Group related alerts. If a job is not running, do not also fire alerts for zero throughput, growing lag, and failed checkpoints. Use Alertmanager’s inhibition rules to suppress downstream symptoms when the root cause alert is already firing.

inhibit_rules:
  - source_matchers:
      - alertname="FlinkJobNotRunning"
    target_matchers:
      - alertname=~"FlinkCheckpoint.*|FlinkThroughput.*|FlinkLag.*"
    equal: ['job_name']

Practical Dashboard for a CDC Pipeline

A single-pane dashboard for a CDC pipeline should have four rows.

Row 1 - Overview: Job status (running/failed), total records in/out per second, end-to-end latency (consumer lag converted to time), and uptime.

Row 2 - Throughput: Records in per second by source operator, records out per second by sink operator, byte throughput, and a 7-day overlay for comparison.

Row 3 - Health Indicators: Checkpoint duration over time, checkpoint size over time, backpressure heatmap by operator, and busyTimeMsPerSecond by subtask.

Row 4 - Kafka Metrics: Consumer lag per partition, committed offset vs latest offset, consumer group rebalance events, and produce-to-consume latency.

Each panel should have a threshold line marking the alert boundary so that on-call engineers can immediately see how close a metric is to firing an alert.

Operational Runbook

Job Not Running

  1. Check the Flink dashboard for the job status and exception history
  2. Review TaskManager logs for the root cause (OOM, connectivity failure, deserialization error)
  3. If OOM, increase TaskManager memory or reduce state size before restarting
  4. Restart from the latest checkpoint - never restart from scratch if a valid checkpoint exists

Checkpoint Failures

  1. Check lastCheckpointAlignmentDuration - if high, look for data skew across subtasks
  2. Check TaskManager disk I/O - checkpoints write to disk, and saturated disks cause timeouts
  3. Increase execution.checkpointing.timeout as a temporary measure while investigating
  4. If state is too large, consider enabling incremental checkpoints or tuning RocksDB

Consumer Lag Growing

  1. Verify the source (Kafka) throughput - is there a traffic spike, or has the job slowed down?
  2. Check backpressure metrics to find the bottleneck operator
  3. If the sink is the bottleneck, check destination system health (query latency, connection pool, rate limits)
  4. If throughput is the bottleneck, increase parallelism for the saturated operator

High Backpressure

  1. Identify the root bottleneck (first non-backpressured operator with high busyTimeMsPerSecond)
  2. If it is a sink operator, the destination system is the bottleneck - check batch size, connection pool, and destination load
  3. If it is a processing operator, profile the operator logic for inefficiencies
  4. Increase parallelism for the bottleneck operator, ensuring downstream operators can handle the increased throughput

State Size Growing Unexpectedly

  1. Identify which operator’s state is growing by checking per-operator state sizes
  2. Review the operator logic for unbounded state (missing TTL, windows that never fire)
  3. If a join or deduplication operator, verify the key space is bounded
  4. Configure state TTL for operators that should expire old entries: StateTtlConfig.newBuilder(Time.hours(24)).build()

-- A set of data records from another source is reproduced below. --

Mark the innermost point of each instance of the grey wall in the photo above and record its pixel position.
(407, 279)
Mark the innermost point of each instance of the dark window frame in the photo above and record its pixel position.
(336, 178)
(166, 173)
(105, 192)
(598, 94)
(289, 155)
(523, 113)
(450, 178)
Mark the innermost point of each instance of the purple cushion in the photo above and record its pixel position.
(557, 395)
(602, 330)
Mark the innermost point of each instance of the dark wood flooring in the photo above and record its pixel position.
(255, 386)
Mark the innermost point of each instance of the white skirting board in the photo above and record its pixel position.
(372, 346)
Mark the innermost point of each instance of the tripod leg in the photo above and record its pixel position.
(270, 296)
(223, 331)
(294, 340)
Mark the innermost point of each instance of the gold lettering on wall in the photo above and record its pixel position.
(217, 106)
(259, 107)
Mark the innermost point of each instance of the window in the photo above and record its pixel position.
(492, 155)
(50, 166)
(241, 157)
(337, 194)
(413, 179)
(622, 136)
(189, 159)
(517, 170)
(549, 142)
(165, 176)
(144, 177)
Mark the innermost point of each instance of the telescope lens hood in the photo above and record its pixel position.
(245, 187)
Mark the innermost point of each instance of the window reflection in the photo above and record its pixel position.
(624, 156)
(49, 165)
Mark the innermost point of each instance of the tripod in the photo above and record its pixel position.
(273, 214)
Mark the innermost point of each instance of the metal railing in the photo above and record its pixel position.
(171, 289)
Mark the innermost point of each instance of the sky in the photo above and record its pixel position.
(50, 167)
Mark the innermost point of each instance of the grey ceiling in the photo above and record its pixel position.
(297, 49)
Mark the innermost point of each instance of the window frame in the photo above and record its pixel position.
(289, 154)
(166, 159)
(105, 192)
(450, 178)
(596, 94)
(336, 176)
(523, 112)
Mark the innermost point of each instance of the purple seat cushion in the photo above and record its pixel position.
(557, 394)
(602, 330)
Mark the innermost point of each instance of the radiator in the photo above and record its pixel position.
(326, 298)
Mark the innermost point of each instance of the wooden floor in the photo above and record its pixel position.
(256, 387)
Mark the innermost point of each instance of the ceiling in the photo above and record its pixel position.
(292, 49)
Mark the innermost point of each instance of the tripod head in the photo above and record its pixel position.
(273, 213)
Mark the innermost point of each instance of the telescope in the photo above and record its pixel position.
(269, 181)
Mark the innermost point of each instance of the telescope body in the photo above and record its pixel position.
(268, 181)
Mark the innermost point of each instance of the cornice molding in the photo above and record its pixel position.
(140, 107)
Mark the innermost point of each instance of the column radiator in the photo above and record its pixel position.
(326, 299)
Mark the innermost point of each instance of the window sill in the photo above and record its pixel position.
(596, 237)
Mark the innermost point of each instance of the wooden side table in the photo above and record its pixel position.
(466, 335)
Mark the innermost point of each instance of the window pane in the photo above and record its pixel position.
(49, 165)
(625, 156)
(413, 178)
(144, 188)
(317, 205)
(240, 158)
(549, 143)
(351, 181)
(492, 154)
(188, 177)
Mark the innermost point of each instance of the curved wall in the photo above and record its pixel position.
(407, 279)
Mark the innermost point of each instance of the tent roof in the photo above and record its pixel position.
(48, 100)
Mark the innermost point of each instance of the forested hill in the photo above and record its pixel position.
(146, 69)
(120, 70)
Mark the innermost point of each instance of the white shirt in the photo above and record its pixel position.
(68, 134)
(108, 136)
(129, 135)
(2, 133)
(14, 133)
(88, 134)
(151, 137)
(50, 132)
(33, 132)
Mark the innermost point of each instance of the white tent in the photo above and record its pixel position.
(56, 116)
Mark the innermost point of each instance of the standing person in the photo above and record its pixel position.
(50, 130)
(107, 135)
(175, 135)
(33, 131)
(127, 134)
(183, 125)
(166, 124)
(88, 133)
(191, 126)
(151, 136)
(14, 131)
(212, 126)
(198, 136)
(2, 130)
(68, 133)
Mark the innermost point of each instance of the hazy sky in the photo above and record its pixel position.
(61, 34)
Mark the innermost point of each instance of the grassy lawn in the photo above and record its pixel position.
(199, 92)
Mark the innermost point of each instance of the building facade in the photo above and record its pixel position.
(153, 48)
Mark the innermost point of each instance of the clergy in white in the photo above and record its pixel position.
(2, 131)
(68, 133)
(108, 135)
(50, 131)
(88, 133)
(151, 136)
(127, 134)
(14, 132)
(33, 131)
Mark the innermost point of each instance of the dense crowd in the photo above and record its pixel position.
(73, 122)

Platforms like Streamkap handle much of this operational burden automatically, providing pre-built monitoring dashboards and alerting for Flink-based CDC pipelines. But whether you manage your own Flink cluster or use a managed platform, understanding these metrics is essential. The goal is not to eliminate every alert - it is to ensure that every alert you receive is actionable and leads you directly to the fix.